Others have also backed the campaign – people like his distant relative and namesake, monumental sculptor Mike McTigue, who travelled to America a number of years ago uncovered a recording of McTigue’s world title win that occurred 90 years ago this coming Sunday.
Another champion of Clare’s last world champion is Andrew Gallimore – McTigue’s biographer, who chronicled the Kilnamona man’s remarkable journey in ‘A Bloody Canvas – The Mike McTigue Story’ and who described his subject as “one of the most remarkable champions of the world in the history of boxing”.
And, his is certainly a remarkable story – one that runs through the full gamut by taking in the underworld, wealth, poverty and corruption in high and low paces.
It’s all in the Mike McTigue story.
“I heard of Mike McTigue through my interest in boxing,” recalled Gallimore “and knew about him becoming a champion of the world at the height of the Civil War in Dublin.

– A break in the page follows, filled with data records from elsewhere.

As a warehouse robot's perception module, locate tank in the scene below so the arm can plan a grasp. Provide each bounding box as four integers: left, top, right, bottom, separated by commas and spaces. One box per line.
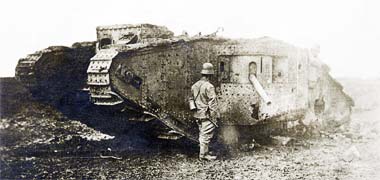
16, 24, 354, 143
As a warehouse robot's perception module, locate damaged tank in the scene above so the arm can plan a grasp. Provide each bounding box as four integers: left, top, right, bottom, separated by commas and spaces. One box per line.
16, 24, 354, 143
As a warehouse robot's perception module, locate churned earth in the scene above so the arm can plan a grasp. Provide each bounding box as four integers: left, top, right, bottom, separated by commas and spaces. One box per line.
0, 77, 380, 179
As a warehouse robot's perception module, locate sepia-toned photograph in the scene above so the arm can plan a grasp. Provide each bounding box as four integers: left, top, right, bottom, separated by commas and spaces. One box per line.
0, 0, 380, 180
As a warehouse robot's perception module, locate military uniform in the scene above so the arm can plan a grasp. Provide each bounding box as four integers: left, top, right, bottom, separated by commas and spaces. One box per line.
191, 77, 219, 158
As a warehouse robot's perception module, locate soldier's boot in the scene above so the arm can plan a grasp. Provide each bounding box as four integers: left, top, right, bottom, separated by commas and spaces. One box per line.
199, 144, 217, 161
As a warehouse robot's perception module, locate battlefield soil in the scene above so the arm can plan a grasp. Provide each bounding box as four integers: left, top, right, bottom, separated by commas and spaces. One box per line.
0, 78, 380, 180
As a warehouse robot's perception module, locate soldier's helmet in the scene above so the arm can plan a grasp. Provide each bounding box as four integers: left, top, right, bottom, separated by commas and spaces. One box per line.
201, 63, 214, 74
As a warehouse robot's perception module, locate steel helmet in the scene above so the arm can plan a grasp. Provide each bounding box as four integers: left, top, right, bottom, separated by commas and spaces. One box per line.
201, 63, 214, 74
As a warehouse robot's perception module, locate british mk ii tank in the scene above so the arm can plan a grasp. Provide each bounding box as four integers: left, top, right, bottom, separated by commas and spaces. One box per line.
16, 24, 353, 143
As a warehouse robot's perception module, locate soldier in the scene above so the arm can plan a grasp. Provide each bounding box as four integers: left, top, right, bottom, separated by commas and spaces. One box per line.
191, 63, 219, 160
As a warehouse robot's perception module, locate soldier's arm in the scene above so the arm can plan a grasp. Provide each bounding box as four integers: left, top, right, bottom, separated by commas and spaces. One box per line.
206, 86, 219, 119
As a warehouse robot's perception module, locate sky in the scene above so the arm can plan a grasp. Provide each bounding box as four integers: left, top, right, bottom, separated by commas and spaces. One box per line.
0, 0, 380, 78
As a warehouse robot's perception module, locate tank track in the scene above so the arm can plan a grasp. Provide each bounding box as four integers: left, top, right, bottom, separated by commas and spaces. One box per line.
87, 49, 124, 106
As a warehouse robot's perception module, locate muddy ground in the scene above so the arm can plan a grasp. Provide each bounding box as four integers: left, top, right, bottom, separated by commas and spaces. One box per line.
0, 79, 380, 179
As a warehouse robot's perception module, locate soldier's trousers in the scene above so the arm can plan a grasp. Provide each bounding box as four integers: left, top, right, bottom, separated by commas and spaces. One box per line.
197, 119, 215, 155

“At that time there were only eight boxing world champions – there were eight weights and one champion in each weight. World title fights were rare events and they rarely took place outside America.

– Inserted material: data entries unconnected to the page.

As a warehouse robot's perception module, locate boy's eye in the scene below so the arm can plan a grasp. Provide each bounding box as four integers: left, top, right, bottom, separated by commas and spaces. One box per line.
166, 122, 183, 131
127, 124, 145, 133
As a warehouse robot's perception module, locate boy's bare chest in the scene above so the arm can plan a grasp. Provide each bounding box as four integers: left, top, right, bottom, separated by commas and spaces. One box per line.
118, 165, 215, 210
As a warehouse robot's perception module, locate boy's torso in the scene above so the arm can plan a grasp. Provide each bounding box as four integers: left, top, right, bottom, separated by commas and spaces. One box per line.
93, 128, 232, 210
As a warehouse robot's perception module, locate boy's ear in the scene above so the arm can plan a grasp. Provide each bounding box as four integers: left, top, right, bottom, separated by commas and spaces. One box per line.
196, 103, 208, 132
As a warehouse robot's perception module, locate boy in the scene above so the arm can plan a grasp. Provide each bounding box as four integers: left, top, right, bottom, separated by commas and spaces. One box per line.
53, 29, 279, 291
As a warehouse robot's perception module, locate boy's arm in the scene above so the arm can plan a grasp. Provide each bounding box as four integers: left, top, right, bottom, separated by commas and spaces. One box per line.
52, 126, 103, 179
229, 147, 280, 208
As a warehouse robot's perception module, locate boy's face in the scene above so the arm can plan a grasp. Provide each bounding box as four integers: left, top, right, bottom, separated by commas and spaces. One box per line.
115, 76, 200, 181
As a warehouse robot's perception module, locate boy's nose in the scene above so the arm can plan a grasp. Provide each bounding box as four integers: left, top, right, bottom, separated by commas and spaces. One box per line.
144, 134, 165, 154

“The notion that somebody managed to put together a world title fight in Dublin at this time was extraordinary. That attracted me,” he added.
It was on March 17, 1923. The Civil War had entered his final bloody phase, but there was a temporary peace on St Patrick’s night as McTigue went into the ring against the Senegalese-born Battling Siki.
This was Andrew Gallimore’s starting point. “That’s all I knew about Mike McTigue, that he beat Battling Siki that famous night. From there I went to New York and find out exactly what became to him.
“All sorts of adventures happened this man. He was one of these guys that things just seemed to happen to. The story got buried in archive houses in the States. Americans were more concerned with Dempsey and Tunney, so his story was forgotten.”
McTIGUE’S journey to La Scala Theatre on St Patrick’s Day in 1923 began nine years earlier when he started boxing. He’d emigrated to America in 1912 – a journey also taken by his brothers Thomas, Martin, James and Pat and sisters Kate and Ellen.
He was working as a beef handler of New York’s West Side when his prowess as a puncher and potential boxer first emerged. “His foreman was getting hassle with someone trying to blackmail him,” recalled Gallimore, “so Mike got involved in a fight defending his boss and flattened him with one blow. His boss was so grateful that he sent him to a local gym for boxing lessons.
“A guy called George ‘Elbows’ McFadden who was seen as being one of the old school boxing teachers in New York took him under his wing. It started from there,” he added.
So began a career that saw him become a journeyman pro with over 120 fights to his name between his first in official bout in March 1914 through to this world title bout nine years later.
The closest he came to the bigtime was winning the Canadian Middleweight crown in 1920 – it still wasn’t good enough to get a title shot in New York.
That changed when Mike headed for home in late 1922. To pay his way to Ireland he had four fights in England en route, winning them all inside four rounds.
Irish promoter Tom Singleton was ringside for one of those wins. He was impressed and was instrumental in lining up a title bout against Battling Siki, a Senegalese who had sensationally beaten Frenchman George Carpentier to win the World Light Heavyweight title.